Natural Selection 2 Preview (PC)

Stepping into Natural Selection 2 for the first time, I’m greeted by the voice of a man with a heavy German accent. Barking orders with an air of authority, he carries himself in a way that begets any great leader. His controlling tone may have been immediately apparent, but his commands were incomprehensible to my newborn ears: he may have been talking in English, but for all the jargon he was using, it might as well have been Alien.

I’m a marine, and this is the first indication that having fun in Natural Selection 2 requires you to be deadly serious. Six deaths and zero kills later, he picked me out by name, giving me a specific order and telling me to stop running in the wrong direction (I maintain I was simply taking the long way round to the right direction). Like any good soldier, my immediate reaction was panic, quitting the game and deciding I’d return once I’d got the basics down in the training mode I’d spotted earlier.

Live together; die alone

Unfortunately, training mode hasn’t quite embraced the learn-as-you-play approach that is the norm in recent years, instead giving you what is essentially a lengthy, modern-day manual. You’re presented with a list of YouTube videos, and you’re expected to trawl through them before you start playing the game. You don’t need to watch them all, but eventually you will, and it’s a dull and lazy way of introducing new players.

Despite the lack of well developed support here, developer Unknown Worlds does get other things that are external to the brunt of the game right. The quick join function of matchmaking isn’t brilliant, often dumping you in matches that are populated by just one other player, but that’s not a massive problem when you can easily browse through games to play in the lobby.

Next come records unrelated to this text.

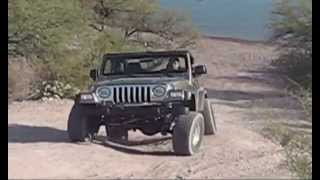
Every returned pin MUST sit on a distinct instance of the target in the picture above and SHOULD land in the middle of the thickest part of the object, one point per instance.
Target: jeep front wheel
(80, 125)
(188, 133)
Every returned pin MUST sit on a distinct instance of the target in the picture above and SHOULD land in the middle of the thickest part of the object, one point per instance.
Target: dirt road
(38, 144)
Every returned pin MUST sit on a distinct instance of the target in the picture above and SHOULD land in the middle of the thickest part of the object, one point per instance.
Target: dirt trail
(39, 147)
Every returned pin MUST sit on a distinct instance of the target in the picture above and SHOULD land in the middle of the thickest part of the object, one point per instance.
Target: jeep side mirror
(93, 74)
(199, 70)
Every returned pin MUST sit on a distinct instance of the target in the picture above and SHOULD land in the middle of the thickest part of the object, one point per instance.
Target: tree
(136, 17)
(39, 27)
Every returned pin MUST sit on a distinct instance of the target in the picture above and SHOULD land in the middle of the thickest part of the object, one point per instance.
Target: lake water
(243, 19)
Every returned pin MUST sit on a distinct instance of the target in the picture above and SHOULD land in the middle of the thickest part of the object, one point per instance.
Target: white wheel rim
(196, 134)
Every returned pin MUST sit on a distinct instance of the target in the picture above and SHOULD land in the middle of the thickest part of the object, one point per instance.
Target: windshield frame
(156, 73)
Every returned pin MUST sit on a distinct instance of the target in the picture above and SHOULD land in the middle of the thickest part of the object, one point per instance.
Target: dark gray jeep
(154, 92)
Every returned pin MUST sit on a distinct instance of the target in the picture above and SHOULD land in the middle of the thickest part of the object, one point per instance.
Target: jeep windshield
(144, 66)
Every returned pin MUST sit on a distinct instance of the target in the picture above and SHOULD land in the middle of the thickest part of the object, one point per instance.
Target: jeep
(154, 92)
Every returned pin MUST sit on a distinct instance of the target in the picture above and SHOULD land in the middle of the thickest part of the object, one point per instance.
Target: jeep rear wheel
(80, 125)
(209, 121)
(188, 133)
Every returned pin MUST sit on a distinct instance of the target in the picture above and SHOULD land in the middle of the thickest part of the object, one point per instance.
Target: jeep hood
(144, 80)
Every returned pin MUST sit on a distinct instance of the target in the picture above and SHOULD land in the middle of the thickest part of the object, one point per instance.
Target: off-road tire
(117, 134)
(183, 133)
(210, 127)
(81, 126)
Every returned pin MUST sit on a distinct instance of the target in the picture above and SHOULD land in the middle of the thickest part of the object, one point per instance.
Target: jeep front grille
(131, 94)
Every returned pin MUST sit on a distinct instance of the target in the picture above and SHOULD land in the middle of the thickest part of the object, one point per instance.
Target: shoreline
(237, 40)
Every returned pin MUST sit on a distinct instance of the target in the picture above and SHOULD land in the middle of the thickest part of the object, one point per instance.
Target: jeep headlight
(159, 91)
(103, 92)
(86, 97)
(177, 94)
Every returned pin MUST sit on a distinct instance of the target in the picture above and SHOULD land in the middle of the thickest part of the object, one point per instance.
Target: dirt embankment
(245, 95)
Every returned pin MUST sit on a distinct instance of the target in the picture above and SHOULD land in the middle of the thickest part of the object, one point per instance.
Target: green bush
(299, 156)
(292, 27)
(55, 89)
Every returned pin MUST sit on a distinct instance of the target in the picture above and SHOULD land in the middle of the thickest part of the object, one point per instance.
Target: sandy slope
(241, 91)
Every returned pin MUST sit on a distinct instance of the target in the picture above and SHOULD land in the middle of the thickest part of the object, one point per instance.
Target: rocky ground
(245, 94)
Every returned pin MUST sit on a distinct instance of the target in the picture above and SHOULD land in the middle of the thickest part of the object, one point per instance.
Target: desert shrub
(55, 89)
(299, 156)
(20, 76)
(292, 27)
(297, 147)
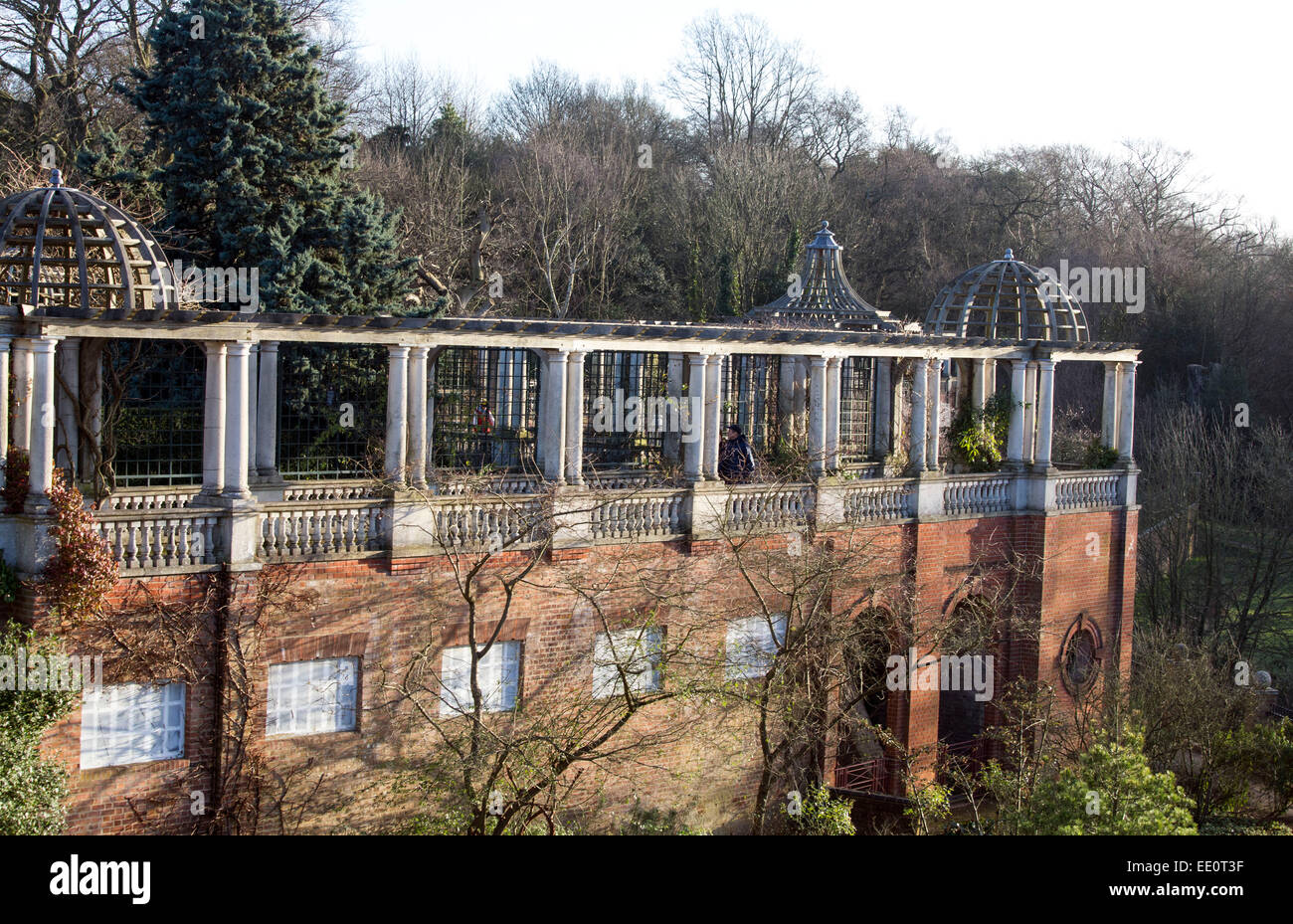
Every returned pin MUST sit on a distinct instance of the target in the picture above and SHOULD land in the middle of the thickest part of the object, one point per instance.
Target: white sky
(1211, 79)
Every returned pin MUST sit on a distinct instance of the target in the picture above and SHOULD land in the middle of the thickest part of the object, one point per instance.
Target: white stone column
(397, 413)
(832, 389)
(919, 414)
(1045, 411)
(800, 397)
(1030, 413)
(712, 417)
(418, 415)
(1126, 411)
(68, 401)
(882, 432)
(22, 393)
(43, 420)
(267, 411)
(818, 417)
(672, 445)
(4, 406)
(934, 397)
(1110, 411)
(693, 452)
(237, 420)
(253, 406)
(214, 420)
(1017, 384)
(978, 389)
(554, 430)
(574, 418)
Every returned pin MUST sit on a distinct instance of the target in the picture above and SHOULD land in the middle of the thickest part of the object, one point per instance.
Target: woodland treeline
(550, 185)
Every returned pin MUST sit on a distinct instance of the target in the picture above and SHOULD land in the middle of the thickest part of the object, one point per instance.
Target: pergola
(65, 293)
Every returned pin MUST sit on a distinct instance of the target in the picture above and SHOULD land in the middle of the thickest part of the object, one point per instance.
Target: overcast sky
(1210, 79)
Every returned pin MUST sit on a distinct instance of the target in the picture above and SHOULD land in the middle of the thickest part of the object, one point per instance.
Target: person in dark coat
(736, 458)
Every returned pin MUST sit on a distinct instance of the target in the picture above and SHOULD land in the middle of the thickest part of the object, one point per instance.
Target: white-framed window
(635, 651)
(751, 644)
(313, 696)
(132, 724)
(498, 674)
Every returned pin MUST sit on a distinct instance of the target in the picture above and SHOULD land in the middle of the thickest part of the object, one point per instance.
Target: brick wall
(387, 613)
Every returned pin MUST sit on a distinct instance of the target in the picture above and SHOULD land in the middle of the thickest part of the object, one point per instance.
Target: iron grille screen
(331, 411)
(617, 376)
(155, 432)
(856, 404)
(750, 388)
(465, 376)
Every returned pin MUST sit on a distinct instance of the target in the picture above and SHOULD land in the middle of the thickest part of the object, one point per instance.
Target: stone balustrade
(159, 530)
(175, 538)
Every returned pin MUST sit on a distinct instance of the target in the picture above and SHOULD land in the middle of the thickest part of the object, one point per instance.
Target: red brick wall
(384, 613)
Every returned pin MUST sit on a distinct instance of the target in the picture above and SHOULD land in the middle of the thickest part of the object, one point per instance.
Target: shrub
(17, 478)
(978, 437)
(33, 790)
(822, 815)
(83, 570)
(1111, 791)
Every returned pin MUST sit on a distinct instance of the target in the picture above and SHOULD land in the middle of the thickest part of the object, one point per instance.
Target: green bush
(1111, 791)
(978, 437)
(33, 790)
(822, 815)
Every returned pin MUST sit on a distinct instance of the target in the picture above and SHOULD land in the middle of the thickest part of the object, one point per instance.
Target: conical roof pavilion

They’ve also been very appreciative of the community that surrounds the game and their roots: the original Natural Selection was a Half-Life mod, and they’re keen to support the modding scene as much as they can now that they’re in full control. They’ve also listened to plenty of feedback throughout development, and when the full game launches next month, it’ll be a far cry from what it was when it first entered beta stages.

The man scaring me in my first match was the Commander, an integral part of the FPS/RTS hybrid approach that Natural Selection 2 takes. While ordinary troops and aliens do battle on the ground, as is the custom in most shooters, the commander watches over the battlefield, planning assaults, researching better upgrades, and building bases, much like in any other RTS.

A good or bad commander can be the difference between winning or losing, which is why the shouty-man was taking things so seriously – Natural Selection 2 is about survival of the fittest, and nobody wants to end up an evolutionary loser. It’s extremely intimidating at first, but after playing a few games with more laid back commanders and less intensity, I started getting to grips with things.

It’s teeth, Jim, but not as we know it

Playing the hero is pointless, especially if you’re a marine. Charging in with my rifle at the ready, I quickly found myself surrounded by what felt like a number of aliens all gnashing at my heels. It turned out to be just a single alien, jumping from wall-to-ceiling-to-floor-to-wall, my haze of bullets not getting close to its sporadic movements. Without any squad mates to help, I was an easy target.

When you’re armed with just a rifle it feels difficult, but you’ll soon pick up enough points to upgrade, providing your commander has been doing their job. A range of weapons and armour becomes available, including Flamethrowers, evening the score. Eventually you’ll even get access to an Exosuit – a high-powered mech-suit with mini-gun built in, allowing you to reek destruction on the alien horde.

Aliens progress in much the same way – biologically rather than technologically, though. The progression on this side is more interesting, if only because playing as extra-terrestrial lifeforms is a much rarer experience than playing a gun-wielding soldier. The early aliens can run up walls, but you’ll soon find yourself fading in and out of reality, swooping through the skies, and soaking up bullets like the first link in your evolutionary chain was living sponge.

Aliens are a lot less threatening when your arms are made out of mini-guns

From my perspective the game was perfectly balanced: my ability to transform from a living entity to a dead one was equal no matter which team I was playing on. A quick glance at the scoreboards proved that it wasn’t just me, as aliens and marines often seemed matched. Balancing a game where the two teams are so very different is no easy feat, and Unknown Worlds seem to have got it spot on, and they’ve still got time to tweak things further should they need to.

If you don’t like losing, or think games shouldn’t be taken too seriously, stay well away from Natural Selection 2 when the game hits PC in October 2012. The steep learning curve means you’ve got to be blessed with patience at first, carrying the guilt of letting your team down again and again until you’ve got the hang of things. Once you reach that moment of enlightenment, though, you really feel like you’re involved in something special, playing as a team and listening to tactics not because you’re encouraged to or because it’s suggested that’s how you play, but because that’s the only way you’re going to survive.

Most Anticipated Element: Seeing Natural Selection 2 get its own ‘Natural Selection’ when the mod community takes this already great game somewhere new.


By Gale47 (SI Core) on Sep 07, 2012
This thing looks really great. I remember this was bundled with Overgrowth a couple of years ago.
Too bad Overgrowth didn't reach this level of development yet, though.